V. Dispositions transitoires
Le projet de loi envisageait d’insérer dans le code de commerce un article L. 340-7 ainsi rédigé :
« Art. L. 340-7. – I. – Les dispositions du présent titre sont applicables aux contrats conclus à compter du 1er juillet 2012.
« II. – Les contrats de toute nature établissant une relation d’affiliation entrant dans le champ visé au premier alinéa de l’article L. 340-2, qui ont été conclus antérieurement au 1er juillet 2012, devront être remplacés avant le 1er janvier 2014 par une convention d’affiliation, conclue dans les conditions posées par le présent titre.
« III. – À compter du 1er janvier 2014, à défaut de conclusion, dans le respect des règles fixées au présent titre, d’une convention d’affiliation, chaque partie peut mettre fin à une relation d’affiliation entrant dans le champ d’application du I de l’article L. 340-2, sans que lui soient opposables les accords, clauses ou contrats antérieurement conclus.

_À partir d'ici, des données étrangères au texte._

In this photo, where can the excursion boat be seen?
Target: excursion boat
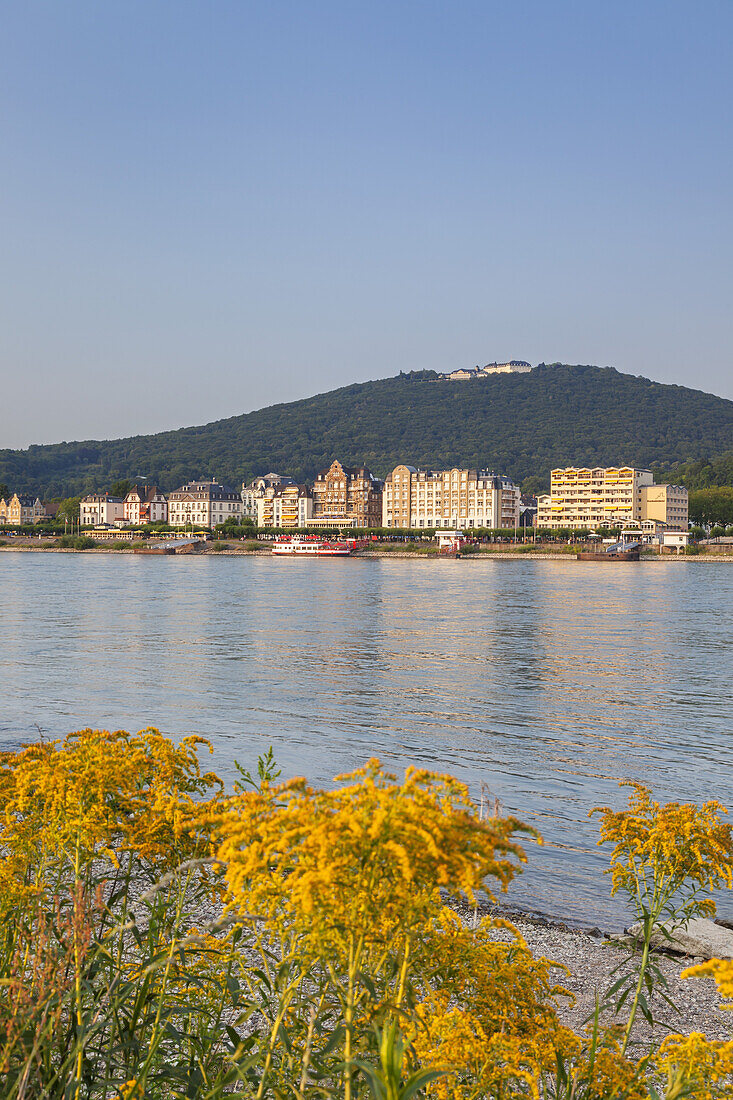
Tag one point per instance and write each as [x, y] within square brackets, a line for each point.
[310, 546]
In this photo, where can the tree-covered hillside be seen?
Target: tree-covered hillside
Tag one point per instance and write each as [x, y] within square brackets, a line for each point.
[522, 425]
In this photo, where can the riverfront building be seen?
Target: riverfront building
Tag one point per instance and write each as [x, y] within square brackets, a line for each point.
[203, 504]
[463, 374]
[145, 506]
[284, 506]
[346, 496]
[453, 498]
[21, 508]
[99, 508]
[611, 496]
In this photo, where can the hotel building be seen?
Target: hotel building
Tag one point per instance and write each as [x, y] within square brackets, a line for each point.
[284, 506]
[258, 488]
[611, 496]
[145, 506]
[203, 504]
[345, 496]
[21, 509]
[455, 498]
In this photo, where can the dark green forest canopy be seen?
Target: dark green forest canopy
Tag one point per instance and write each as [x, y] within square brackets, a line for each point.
[522, 425]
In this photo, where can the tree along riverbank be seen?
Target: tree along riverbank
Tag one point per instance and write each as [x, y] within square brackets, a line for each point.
[496, 551]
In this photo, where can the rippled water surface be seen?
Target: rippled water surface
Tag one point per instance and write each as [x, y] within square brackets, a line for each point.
[548, 681]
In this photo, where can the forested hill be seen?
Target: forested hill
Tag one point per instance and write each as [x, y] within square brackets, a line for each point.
[518, 424]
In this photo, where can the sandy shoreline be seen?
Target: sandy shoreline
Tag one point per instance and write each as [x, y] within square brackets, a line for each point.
[379, 554]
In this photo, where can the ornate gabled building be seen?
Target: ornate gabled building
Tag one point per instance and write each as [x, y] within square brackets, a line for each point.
[347, 496]
[20, 509]
[258, 491]
[100, 508]
[455, 498]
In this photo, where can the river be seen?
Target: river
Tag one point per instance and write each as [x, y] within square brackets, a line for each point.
[547, 681]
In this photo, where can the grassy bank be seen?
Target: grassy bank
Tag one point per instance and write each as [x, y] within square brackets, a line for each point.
[164, 938]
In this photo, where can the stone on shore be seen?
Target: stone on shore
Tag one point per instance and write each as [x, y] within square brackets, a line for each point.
[700, 937]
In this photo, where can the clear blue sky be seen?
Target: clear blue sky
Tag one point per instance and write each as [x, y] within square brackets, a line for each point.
[211, 207]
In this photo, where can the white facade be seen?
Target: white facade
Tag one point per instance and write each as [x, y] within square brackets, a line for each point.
[256, 491]
[203, 504]
[465, 374]
[449, 498]
[99, 508]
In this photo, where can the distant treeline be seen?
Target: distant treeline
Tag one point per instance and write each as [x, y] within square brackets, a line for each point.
[522, 425]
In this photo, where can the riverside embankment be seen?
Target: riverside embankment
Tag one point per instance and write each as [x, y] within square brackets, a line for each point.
[544, 681]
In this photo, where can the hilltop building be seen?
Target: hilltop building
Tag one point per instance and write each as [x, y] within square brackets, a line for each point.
[610, 496]
[453, 498]
[203, 504]
[346, 496]
[514, 366]
[284, 506]
[145, 506]
[20, 509]
[98, 508]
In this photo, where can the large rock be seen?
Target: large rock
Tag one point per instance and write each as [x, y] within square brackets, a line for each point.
[700, 937]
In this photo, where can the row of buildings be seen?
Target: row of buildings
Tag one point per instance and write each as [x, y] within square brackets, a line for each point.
[465, 374]
[610, 496]
[408, 498]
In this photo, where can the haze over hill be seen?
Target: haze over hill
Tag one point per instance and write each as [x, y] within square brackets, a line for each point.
[522, 425]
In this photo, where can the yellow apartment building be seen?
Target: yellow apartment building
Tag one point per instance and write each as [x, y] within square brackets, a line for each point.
[21, 509]
[610, 496]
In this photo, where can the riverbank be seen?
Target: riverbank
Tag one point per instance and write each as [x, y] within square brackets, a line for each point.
[504, 553]
[590, 958]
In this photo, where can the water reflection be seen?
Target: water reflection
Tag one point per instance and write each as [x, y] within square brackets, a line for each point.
[545, 680]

Cette résiliation intervient à l’expiration du délai fixé au II de l’article L. 340-3, compté à partir de la notification à l’autre partie de la nécessité de se mettre en conformité avec les dispositions du présent titre. »
Autrement dit, les dispositions du projet de loi sont prévues pour être applicables aux contrats conclus à compter du 1er juillet 2012 mais les contrats conclus postérieurement au 1er juillet 2012 devront être en conformité avec les présentes dispositions avant le 1er janvier 2014. À défaut « chaque partie peut mettre fin à une relation d’affiliation entrant dans le champ d’application du I de l’article L. 340-2, sans que lui soient opposables les accords, clauses ou contrats antérieurement conclus ». Toutefois, un amendement (n°496) vient modifier les alinéas 26 à 28 du texte d’origine, en leur substituant la rédaction suivante : « II. – Pour les contrats à durée déterminée conclus entre les parties mentionnées à l’article L.340-1, à l’exception des contrats de bail, qui sont en cours de validité à la date de promulgation de la présente loi, les dispositions du présent article s’appliquent au plus tard sept ans à compter de la date de promulgation de la présente loi ».